# Stacking Cages?



## Britastic Gremlin (Nov 19, 2015)

So I'll soon be getting a second-hand Ferplast Furet Plus, which I'll be using a spare/hospitable/quarantine/intro cage. I also have at the moment a Savic Freddy 2. Despite lots of rearranging I can't find enough room to put both cages unless I stack one on top of the other, although if the Furet Plus is one of those flat-pack type cages then it'll be fine.

If stacked there's a little nook in the corner of my bedroom so they'll be surrounded by 3 walls with only the front open. They'll be pretty secure that way and won't be knocked over. I likely won't even have a need to have both cages up at once but if I do end up with this rescue female that I have my eyes on then I'll need to for when my sister comes down, as she has two male rats of her own that need a holiday home.

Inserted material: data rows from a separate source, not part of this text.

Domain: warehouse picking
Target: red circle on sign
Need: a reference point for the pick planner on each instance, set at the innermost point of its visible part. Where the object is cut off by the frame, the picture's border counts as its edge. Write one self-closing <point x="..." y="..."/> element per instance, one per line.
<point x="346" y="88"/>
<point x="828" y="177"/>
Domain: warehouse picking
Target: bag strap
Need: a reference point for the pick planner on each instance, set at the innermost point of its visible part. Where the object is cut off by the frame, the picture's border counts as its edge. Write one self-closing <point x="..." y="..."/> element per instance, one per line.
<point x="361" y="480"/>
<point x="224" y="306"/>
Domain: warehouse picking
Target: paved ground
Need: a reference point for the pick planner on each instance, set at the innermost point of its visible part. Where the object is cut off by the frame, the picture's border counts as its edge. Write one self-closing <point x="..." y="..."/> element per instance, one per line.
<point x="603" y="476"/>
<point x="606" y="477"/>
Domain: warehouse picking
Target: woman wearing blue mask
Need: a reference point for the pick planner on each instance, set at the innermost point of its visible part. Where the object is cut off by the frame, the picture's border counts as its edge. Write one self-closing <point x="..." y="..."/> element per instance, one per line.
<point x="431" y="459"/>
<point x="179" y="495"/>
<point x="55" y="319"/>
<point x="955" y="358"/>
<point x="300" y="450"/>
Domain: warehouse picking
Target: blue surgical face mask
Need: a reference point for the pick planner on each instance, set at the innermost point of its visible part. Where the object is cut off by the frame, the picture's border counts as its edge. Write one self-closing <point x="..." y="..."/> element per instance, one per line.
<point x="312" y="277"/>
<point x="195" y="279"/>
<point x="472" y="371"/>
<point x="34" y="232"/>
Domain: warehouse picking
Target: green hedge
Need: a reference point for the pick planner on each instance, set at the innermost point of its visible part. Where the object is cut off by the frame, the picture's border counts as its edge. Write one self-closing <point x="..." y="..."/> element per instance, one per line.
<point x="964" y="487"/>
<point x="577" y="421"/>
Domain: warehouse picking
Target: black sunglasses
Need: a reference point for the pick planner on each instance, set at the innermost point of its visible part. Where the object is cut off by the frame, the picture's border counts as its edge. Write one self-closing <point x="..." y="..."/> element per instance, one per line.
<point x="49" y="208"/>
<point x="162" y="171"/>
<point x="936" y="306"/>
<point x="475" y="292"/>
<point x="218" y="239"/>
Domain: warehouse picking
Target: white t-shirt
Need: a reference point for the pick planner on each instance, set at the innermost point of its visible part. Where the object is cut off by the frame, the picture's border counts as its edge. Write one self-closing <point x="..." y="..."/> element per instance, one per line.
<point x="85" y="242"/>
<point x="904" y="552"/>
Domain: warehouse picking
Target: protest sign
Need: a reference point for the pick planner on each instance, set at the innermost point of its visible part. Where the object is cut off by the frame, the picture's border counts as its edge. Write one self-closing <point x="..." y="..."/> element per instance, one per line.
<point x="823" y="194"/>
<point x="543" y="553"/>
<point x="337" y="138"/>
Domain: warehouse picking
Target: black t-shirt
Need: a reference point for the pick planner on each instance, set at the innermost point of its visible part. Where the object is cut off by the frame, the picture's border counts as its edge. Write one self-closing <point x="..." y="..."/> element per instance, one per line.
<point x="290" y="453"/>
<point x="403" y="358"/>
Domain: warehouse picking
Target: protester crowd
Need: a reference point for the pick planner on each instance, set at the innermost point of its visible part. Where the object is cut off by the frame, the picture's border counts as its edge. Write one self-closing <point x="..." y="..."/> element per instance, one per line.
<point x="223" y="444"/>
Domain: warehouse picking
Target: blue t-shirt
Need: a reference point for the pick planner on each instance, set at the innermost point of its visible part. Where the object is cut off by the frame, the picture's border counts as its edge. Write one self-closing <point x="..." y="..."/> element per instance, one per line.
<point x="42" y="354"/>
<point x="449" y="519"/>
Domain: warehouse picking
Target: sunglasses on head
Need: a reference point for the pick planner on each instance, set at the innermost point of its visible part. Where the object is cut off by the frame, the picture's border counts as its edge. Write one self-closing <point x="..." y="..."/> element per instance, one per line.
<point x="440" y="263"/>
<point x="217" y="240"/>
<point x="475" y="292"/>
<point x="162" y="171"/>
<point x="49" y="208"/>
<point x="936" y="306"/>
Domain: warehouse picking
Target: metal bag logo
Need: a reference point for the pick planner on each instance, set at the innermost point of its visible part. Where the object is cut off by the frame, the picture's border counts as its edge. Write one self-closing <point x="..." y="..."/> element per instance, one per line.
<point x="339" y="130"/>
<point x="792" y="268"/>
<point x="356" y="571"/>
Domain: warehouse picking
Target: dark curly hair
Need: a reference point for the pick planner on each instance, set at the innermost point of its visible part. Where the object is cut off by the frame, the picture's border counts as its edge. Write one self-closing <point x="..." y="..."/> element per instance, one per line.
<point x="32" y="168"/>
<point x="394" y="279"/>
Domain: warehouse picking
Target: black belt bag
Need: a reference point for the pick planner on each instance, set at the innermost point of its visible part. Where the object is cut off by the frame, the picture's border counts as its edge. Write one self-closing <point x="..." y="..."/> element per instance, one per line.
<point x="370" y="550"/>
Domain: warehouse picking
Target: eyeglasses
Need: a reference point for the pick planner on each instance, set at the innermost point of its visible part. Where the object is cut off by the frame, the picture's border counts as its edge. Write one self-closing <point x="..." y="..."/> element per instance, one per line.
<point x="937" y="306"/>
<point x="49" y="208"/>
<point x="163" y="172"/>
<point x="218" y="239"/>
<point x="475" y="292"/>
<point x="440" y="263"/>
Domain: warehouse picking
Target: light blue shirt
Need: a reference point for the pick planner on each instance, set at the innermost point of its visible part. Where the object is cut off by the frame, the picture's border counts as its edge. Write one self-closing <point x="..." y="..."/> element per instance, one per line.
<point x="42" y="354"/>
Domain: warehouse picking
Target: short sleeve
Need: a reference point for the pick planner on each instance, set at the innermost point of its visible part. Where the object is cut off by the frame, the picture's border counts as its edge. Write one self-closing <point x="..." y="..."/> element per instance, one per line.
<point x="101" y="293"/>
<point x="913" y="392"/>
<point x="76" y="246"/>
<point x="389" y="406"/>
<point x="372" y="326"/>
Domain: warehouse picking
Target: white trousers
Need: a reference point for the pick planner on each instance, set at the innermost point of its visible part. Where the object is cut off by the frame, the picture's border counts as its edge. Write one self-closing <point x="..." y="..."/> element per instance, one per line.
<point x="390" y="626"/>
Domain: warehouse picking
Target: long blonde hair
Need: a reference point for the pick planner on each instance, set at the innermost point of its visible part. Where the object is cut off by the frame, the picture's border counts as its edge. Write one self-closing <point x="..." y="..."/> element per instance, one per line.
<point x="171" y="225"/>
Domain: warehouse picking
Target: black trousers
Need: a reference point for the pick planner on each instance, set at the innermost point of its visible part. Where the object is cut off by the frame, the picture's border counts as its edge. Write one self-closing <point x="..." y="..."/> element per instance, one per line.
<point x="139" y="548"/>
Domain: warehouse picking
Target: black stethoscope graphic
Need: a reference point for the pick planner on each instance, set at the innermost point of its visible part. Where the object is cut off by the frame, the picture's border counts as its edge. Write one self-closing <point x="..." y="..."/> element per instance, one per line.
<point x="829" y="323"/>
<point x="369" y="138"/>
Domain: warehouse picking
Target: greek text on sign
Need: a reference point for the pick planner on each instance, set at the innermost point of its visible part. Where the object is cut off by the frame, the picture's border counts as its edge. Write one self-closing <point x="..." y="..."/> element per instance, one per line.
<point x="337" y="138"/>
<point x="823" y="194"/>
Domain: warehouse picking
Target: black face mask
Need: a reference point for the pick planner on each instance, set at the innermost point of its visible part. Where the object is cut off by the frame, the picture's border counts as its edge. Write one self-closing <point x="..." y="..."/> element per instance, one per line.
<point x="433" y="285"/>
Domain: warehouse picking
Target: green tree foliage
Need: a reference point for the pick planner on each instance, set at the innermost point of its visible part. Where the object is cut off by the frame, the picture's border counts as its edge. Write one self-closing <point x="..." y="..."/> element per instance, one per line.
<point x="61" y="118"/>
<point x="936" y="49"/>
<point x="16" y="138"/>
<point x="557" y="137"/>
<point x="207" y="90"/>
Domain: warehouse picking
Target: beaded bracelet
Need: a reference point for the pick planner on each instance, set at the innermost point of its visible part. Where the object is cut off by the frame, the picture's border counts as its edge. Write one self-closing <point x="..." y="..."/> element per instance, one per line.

I'd like to hear some thoughts about it first though. Has anyone stacked these types of cages before? Do you think it can be accomplished safely?


----------



## jlhummel (Oct 23, 2014)

I don't have experience with those particular cages but I have stacked cages before. In general some tips are to make sure weight is evenly distributed. If it's uneven the cage on the bottom might buckle and the stack can wobble more easilly. After stacking the cages (but without the rats inside) you can test stability by walking back and forthand standing near the cage and jumping up and down. Most floors aren't completely level and if it's wood it might warp or wiggle when we walk by. If it wobbles a tiny bit no big deal because you're probably not going to stand near the cage and do jumping jacks but if it wobbles a lot that could be a problem.

Some things you can do to increase stability if needed...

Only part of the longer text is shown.